Mit Sean Harris („Macbeth“), der für seinen eindringlich gespielten Stephen Morten einen BAFTA-Award abräumte, einer fiebrig-verwirrten Shirley Henderson (Happy Valley Staffel 2), und etlichen andren bekannten britischen Darstellern ist „Southcliffe“ zudem hochkarätig und äußerst sehenswert besetzt, so dann der deutschen Zuschauer es durchaus in Kauf nehmen kann, dass die herausragende BBC-Serie nicht mit einer Synchronversion ausgestattet ist. Wer sich erst einmal an die Untertitel gewöhnt hat, wird vielleicht auf den Geschmack kommen und sich ausländische Produktionen häufiger im Original anschauen.
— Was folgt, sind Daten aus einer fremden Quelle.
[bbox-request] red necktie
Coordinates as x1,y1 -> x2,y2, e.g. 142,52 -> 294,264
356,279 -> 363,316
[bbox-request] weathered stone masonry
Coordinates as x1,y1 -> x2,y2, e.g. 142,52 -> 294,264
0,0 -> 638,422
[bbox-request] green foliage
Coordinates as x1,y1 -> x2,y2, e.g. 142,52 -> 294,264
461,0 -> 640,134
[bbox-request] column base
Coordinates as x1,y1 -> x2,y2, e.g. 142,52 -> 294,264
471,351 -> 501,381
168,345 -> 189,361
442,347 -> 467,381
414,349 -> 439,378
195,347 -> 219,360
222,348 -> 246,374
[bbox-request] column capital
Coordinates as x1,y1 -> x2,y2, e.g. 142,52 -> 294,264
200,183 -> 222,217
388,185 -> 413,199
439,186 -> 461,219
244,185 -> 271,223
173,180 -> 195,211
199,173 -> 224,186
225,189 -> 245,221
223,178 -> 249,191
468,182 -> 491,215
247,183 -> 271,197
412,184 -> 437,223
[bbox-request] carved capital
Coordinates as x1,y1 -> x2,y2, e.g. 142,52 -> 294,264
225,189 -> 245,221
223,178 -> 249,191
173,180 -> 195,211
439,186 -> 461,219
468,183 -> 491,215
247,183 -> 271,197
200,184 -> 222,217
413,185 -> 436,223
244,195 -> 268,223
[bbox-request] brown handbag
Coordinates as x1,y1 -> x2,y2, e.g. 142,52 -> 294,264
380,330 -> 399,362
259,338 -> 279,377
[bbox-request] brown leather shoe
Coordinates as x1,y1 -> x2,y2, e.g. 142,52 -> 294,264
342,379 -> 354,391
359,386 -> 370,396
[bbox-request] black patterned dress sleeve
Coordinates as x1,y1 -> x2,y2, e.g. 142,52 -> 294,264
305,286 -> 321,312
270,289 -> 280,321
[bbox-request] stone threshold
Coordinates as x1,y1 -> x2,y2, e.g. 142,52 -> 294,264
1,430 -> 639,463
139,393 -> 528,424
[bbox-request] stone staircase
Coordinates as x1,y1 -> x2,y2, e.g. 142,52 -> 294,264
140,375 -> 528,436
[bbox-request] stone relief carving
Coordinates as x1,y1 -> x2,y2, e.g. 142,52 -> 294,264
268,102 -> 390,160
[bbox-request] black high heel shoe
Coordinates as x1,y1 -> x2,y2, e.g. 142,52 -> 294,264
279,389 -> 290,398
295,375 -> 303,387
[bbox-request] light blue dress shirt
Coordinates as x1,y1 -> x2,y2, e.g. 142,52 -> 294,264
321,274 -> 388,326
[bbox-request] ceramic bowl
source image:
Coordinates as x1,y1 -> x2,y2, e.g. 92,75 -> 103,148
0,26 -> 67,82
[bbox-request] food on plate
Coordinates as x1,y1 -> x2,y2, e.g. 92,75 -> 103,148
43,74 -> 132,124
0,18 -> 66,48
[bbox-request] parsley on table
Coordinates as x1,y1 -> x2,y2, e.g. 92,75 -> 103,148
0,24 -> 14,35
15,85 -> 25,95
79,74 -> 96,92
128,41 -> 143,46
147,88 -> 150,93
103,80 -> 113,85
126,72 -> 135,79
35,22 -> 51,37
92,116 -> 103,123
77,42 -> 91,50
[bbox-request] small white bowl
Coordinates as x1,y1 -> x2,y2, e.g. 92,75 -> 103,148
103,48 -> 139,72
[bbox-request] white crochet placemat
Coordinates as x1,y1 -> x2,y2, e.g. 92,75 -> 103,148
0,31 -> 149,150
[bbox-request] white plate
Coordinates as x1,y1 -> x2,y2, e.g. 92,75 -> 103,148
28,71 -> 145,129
Auch das kann durchaus ein Erkenntnisgewinn sein.
Die BBC-Serie „Southcliffe“ die sich um einen Amoklauf in einer Kleinstadt dreht, ist thematisch und filmisch recht harte Kost, aber die Aufbereitung ist alles andre als Reißerisch. Stattdessen ist „Southcliffe“ ein großartiges, hochemotionales Drama, das mit viel Tiefgang und überraschender Vielschichtigkeit versucht, sich dem Unfassbaren anzunähern.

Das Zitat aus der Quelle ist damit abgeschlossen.